Fobs—fluorescence of 5c in MBC/2 × MBC/4 × MBC,

F0—the initial NPN fluorescence with E. coli in the absence of 5c,

F100—NPN fluorescence with E. coli after addition of 10 μg/mL polymyxin B (Sigma-Aldrich, St Louis, MO, USA), which was used as a positive control.

3.10. Cytoplasmic Membrane Depolarization Assays

The cytoplasmic membrane depolarization was determined by using the membrane potential-sensitive fluorescent dye 3,3-Dipropylthiadicarbocyanine Iodide DiSC3(5), (Sigma-Aldrich). Gram-positive (S. aureus ATCC209p) and Gram-negative (E. coli CDCF-50) bacteria were incubated to a mid-log phase in Mueller Hinton broth (37 °C, 120 rpm), harvested by centrifugation (3.000 rpm for 10 min), washed twice, and diluted to an optical density of 0.05 at 600 nm with 5 mM HEPES buffer (pH 7.4, containing 20 mM glucose) containing 0.1 M KCl to equilibrate the cytoplasmic and external K+. Then, the cell suspensions (180 μL) were mixed with 20 μL of 0.8 μM DiSC3(5) in a 96-well plate and incubated for 15 min in darkness (until maximal dye uptake was reached, the background fluorescence was recorded (excitation λ = 620 nm, emission λ = 670 nm) by Spectrophotometer Infinite M200 PRO (Tecan, Switzerland). After that, 5c and reference compounds (benzalkonium chloride, miramistin) in 0.5, 1, and 2 × MBCs were added to cell suspensions into a 96-well plate. Changes in fluorescence were observed during 20 min of recording.

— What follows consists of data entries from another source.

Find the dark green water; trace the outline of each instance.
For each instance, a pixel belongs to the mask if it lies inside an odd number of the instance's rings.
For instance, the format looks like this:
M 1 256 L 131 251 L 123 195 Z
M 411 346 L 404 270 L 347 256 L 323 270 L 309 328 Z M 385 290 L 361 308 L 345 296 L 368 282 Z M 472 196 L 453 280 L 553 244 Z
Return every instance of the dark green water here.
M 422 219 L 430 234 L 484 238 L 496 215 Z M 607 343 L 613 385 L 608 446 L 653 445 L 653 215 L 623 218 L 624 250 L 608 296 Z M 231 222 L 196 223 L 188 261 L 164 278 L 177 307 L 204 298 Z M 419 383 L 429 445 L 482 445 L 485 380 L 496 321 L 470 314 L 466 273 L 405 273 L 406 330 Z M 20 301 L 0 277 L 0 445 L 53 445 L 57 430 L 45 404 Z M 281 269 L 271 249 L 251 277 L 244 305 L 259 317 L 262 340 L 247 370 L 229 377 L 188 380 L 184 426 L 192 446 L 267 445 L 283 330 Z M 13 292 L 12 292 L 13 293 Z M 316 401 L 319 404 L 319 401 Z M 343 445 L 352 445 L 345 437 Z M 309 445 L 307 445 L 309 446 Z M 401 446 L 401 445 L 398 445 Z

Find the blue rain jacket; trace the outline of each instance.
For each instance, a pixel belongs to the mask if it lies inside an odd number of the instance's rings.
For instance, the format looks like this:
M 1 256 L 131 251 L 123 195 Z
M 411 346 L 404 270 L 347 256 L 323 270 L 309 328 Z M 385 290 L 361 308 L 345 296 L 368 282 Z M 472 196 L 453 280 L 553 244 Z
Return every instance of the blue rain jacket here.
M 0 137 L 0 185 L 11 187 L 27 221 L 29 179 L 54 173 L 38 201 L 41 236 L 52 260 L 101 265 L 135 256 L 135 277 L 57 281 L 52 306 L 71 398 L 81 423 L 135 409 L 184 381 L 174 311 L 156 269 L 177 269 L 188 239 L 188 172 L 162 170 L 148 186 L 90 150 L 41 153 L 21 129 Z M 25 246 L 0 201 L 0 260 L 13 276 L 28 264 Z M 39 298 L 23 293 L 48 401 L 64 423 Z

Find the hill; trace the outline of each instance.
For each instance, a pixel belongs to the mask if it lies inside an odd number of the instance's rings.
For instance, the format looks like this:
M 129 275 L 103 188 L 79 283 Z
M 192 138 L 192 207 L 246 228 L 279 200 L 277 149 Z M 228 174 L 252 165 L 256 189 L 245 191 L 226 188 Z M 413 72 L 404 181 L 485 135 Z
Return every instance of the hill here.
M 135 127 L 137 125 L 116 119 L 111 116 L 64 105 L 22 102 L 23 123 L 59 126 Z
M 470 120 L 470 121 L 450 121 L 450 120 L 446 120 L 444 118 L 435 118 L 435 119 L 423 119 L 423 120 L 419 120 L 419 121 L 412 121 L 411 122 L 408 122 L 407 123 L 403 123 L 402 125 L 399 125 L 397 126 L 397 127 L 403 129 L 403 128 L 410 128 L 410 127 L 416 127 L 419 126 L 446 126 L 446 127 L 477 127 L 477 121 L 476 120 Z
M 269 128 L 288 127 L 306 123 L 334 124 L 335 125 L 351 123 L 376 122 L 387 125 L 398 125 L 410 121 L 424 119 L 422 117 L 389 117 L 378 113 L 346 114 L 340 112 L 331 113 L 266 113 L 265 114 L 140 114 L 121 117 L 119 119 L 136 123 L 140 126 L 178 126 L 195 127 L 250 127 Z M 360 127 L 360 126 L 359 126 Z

3.11. Scanning Electron Microscopy

The analysis was carried out using a high-resolution scanning electron microscope Merlin (Carl Zeiss, oberkochen, Germany). The surface morphology was studied at an accelerating voltage of primary electrons of 5 kV and a probe current of 300 pA for a minimal impact on the study object. Scanning electron microscopy was carried out in the Interdisciplinary center for Analytical Microscopy (Kazan Federal University).

4. Conclusions

In conclusion, an extended set of 108 novel quaternary bis-ammonium pyridoxine derivatives carrying various substituents at the quaternary nitrogens and acetal carbon have been synthesized. In the course of primary in vitro screening 13 compounds (5a, 5c, 5c, 5d, 5f, 5g, 5i, 5l, 5m, 5n, 5o, 5p, and 5q) exhibiting comparable or superior antibacterial activity compared to miramistin, benzalkonium chloride and chlorhexidine were identified (MICs 0.25–4 µg/mL on Gram-positive and 0.5–16 µg/mL on Gram-negative bacteria). A strong correlation between the lipophilicity and antimicrobial activity was found. Most active compounds had logP values in the range of 1–3, while compounds with logP > 6 and logP < 0 were almost inactive. In further investigation of antibacterial and antifungal activity on clinical bacterial and fungal isolates, compounds 5c, 5i, 5l, 5n, 5o, 5p, and 5q significantly exceeded miramistin, benzalkonium chloride and chlorhexidine in antibacterial activity. Compounds 5c, 5c, 5d, 5f, 5n, and 5p exhibited a pronounced antimycotic activity than all reference antiseptics against all fungi tested. All active compounds had comparable values of cytotoxicity with miramistin and chlorhexidine and were less toxic when compared to benzalkonium chloride. In vivo, the leading compound 5c was considerably less toxic (LD50 1705 mg/kg) than benzalkonium chloride (LD50 180 mg/kg), miramistine (LD50 1000 mg/kg) and chlorhexidine (LD50 1260 mg/kg) at oral administration on CD-1 mice. Moreover, 5c demonstrated comparable or even higher activity than that of the benzalkonium chloride on biofilm-embedded S. aureus, S. epidermidis, E. coli, and P. aeruginosa. A 0.2% aqueous solution of 5c showed 97.5% growth inhibition of E. coli CD CF-50 after 5 min of exposure on rat’s skin comparable to reference drugs efficiency. The molecular mechanism of antibacterial activity of 5c apparently is the membrane damage since a 5c dose-dependent effect on membrane permeability and polarization was observed. The obtained results allow suggesting described quaternary bis-ammonium pyridoxine derivatives as promising lead molecules for the development of the new antiseptics with a broad spectrum of antimicrobial and antifungal activity.